[rrd-users] Usual RRD question on AVERGAE, MAX and consolidation :)

Simon Hobson linux at thehobsons.co.uk
Thu Dec 19 17:59:47 CET 2013

James Bensley wrote:
>Many thanks for the reply. Does RRD draw graphs as one CDP per pixel?
>As a simple example; to produce a month graph taking samples every 300
>seconds (5 minutes) I would need a graph 8640 pixels wide; 30 (days in
>a month, or 31) * 24 (hours in a day) * 12 (5 minute samples in one
>hour) = 8640, is that logic correct?
>If I am producing graphs say 864 pixels wide then we are consolidating
>10 CDPs into each pixel, in this instance when using
>DEF:ds0=my.rrd:ds0:MAX we choose the highest of the 10 samples to be
>used in that one pixel?

You are correct. If the graph doesn't have enough pixels then it will consolidate the data as instructed.
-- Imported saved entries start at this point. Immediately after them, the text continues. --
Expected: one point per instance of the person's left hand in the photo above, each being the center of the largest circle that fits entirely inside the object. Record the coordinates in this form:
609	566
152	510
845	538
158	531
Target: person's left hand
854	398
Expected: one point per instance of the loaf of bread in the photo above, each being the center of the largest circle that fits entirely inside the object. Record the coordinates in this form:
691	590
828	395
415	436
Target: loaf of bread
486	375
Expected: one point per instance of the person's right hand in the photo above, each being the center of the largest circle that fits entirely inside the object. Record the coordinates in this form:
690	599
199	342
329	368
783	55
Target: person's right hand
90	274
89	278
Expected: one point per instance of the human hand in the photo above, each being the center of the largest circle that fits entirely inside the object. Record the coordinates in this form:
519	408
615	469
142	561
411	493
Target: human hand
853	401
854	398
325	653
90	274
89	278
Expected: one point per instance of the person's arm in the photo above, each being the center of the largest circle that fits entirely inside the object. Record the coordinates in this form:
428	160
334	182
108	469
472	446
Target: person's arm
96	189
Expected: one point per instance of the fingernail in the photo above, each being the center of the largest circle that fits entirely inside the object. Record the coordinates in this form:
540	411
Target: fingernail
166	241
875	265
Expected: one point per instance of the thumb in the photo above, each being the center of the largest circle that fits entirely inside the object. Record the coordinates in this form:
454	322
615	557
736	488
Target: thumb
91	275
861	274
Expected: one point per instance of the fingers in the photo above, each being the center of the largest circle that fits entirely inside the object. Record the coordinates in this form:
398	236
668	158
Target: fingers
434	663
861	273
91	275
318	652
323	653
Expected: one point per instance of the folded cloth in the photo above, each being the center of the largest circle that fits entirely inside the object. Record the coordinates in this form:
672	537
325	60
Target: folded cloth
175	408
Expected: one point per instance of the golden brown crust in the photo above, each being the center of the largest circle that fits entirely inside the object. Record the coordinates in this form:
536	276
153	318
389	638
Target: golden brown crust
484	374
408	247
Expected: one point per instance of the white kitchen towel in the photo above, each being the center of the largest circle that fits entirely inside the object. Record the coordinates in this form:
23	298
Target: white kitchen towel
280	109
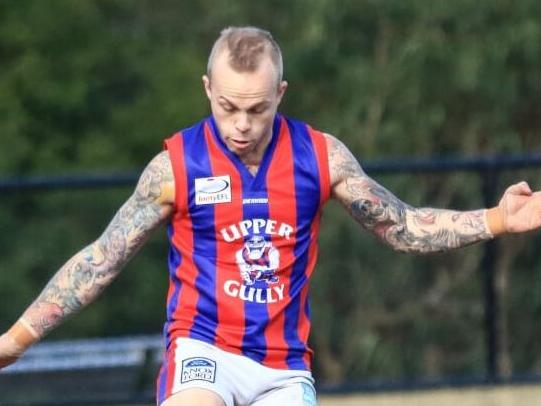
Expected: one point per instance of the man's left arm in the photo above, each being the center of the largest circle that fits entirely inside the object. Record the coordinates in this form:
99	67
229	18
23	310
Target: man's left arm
423	230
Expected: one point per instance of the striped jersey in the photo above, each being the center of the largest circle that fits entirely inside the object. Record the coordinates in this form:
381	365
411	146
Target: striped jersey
243	246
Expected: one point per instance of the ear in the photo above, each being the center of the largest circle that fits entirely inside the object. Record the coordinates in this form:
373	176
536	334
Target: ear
206	85
282	87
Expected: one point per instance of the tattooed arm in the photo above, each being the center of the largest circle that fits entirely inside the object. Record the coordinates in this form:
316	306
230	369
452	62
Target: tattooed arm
93	268
423	230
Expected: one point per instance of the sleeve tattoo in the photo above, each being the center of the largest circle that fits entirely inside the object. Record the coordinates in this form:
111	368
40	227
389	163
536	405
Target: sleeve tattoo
93	268
398	224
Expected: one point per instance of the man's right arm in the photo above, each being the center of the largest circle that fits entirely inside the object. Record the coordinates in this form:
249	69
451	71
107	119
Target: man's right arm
88	272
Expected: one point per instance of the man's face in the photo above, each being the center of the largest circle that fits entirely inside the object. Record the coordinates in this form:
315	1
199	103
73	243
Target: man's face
244	105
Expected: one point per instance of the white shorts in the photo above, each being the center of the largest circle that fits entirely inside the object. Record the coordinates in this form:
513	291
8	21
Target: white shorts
238	380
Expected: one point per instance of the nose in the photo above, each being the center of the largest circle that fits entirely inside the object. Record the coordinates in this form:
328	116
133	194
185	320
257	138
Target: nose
243	122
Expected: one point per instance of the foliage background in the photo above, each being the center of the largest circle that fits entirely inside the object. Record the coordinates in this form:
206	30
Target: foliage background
95	86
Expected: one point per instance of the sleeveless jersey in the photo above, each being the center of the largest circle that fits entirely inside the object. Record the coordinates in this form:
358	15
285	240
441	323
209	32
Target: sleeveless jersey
243	247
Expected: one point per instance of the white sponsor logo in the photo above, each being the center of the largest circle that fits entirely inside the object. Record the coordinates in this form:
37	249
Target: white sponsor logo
256	226
198	369
212	190
251	294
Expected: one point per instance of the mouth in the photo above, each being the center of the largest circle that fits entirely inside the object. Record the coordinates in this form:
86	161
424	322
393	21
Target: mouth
240	144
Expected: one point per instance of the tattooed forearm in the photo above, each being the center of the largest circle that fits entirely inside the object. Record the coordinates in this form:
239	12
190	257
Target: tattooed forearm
409	229
92	269
403	227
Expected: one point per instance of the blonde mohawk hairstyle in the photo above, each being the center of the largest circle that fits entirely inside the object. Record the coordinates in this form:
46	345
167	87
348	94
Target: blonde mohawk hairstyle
247	46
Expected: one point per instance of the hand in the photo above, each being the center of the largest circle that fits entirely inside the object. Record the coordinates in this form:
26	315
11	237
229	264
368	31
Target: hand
10	350
520	208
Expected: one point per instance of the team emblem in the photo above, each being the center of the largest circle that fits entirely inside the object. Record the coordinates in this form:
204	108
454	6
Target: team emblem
258	260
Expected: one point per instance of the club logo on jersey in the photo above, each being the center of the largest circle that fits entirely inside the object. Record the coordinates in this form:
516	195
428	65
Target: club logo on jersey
198	369
212	190
258	261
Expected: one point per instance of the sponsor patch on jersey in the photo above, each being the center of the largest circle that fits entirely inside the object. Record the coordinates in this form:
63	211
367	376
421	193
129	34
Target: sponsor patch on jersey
212	190
198	369
256	200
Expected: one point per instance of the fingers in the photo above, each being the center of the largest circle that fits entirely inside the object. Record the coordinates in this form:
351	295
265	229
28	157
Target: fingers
521	188
10	350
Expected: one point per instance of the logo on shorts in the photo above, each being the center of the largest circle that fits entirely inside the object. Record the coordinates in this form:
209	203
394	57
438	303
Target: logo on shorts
198	369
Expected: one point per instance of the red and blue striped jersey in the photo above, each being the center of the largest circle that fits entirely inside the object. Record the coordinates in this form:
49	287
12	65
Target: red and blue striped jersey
243	247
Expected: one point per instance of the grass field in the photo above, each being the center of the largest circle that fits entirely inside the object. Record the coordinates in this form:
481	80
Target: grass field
523	395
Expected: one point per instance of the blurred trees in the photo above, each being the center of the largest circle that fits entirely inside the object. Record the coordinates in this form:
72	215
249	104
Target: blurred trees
96	85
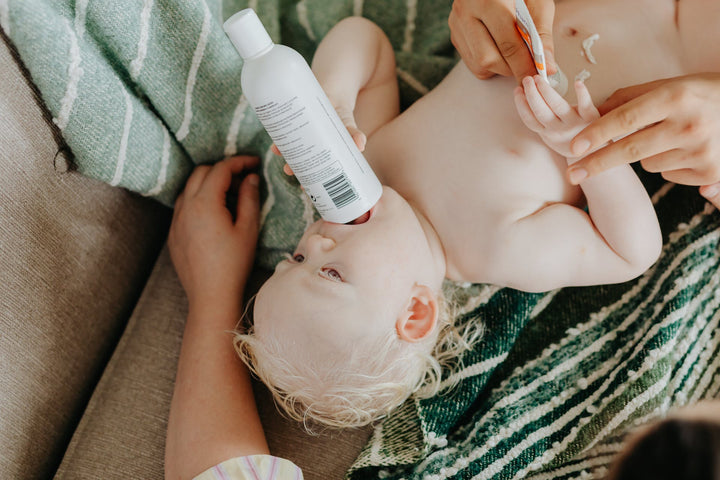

>I am graphing with RRD for billing customers based on traffic usage so
>I want this value to be as high as possible (without being higher than
>what they actually used), otherwise I am under-billing.

What are you selling them ?
If you are selling by bits transferred then maximum is absolutely the wrong value to use as it will very significantly overcharge. Average * time will give the actual qualtity of data transferred regardless of consolidation - as long as you consolidate with the average function. IIRC the total function will do this for you.

I do a fair bit of traffic graphing at work, the difference between average and max is usually very large once consolidated. It depends heavily ontraffic, but it's not hard to see patterns where the difference can be a factor of 5 or 10 or more ! At one extreme we host websites with traffic that while it varies during the day, has a modest peak-average ratio. At the other extreme, we have customers who run nightly backups but otherwise don't use the link much - they have a very high peak-average value (if you only use the link for (say) 1/2 hour, then the daily average is only 1/48th of the average for that 1/2 hour.

On the other hand, if you are billing them by peak throughput then max would be the way to go. However I've never seen or heard of anyone billing like that. Normally, if you charge according to max rate then you traffic manage the data so that the rate purchases cannot be exceeded. I currently look after sites with 10 abd 20mbps connections - both carried on 100mbps bearers which means the actual limit is imposed by traffic management functions in the routers. In the past I've been involved with frame relay networks where we specified (and paid for) 2different quantities - the size of the bearer and the committed (ie guaranteed) rate - and the burst rate was generally imposed by the network provider (they placed limits on the bearer/sum of committed rates values).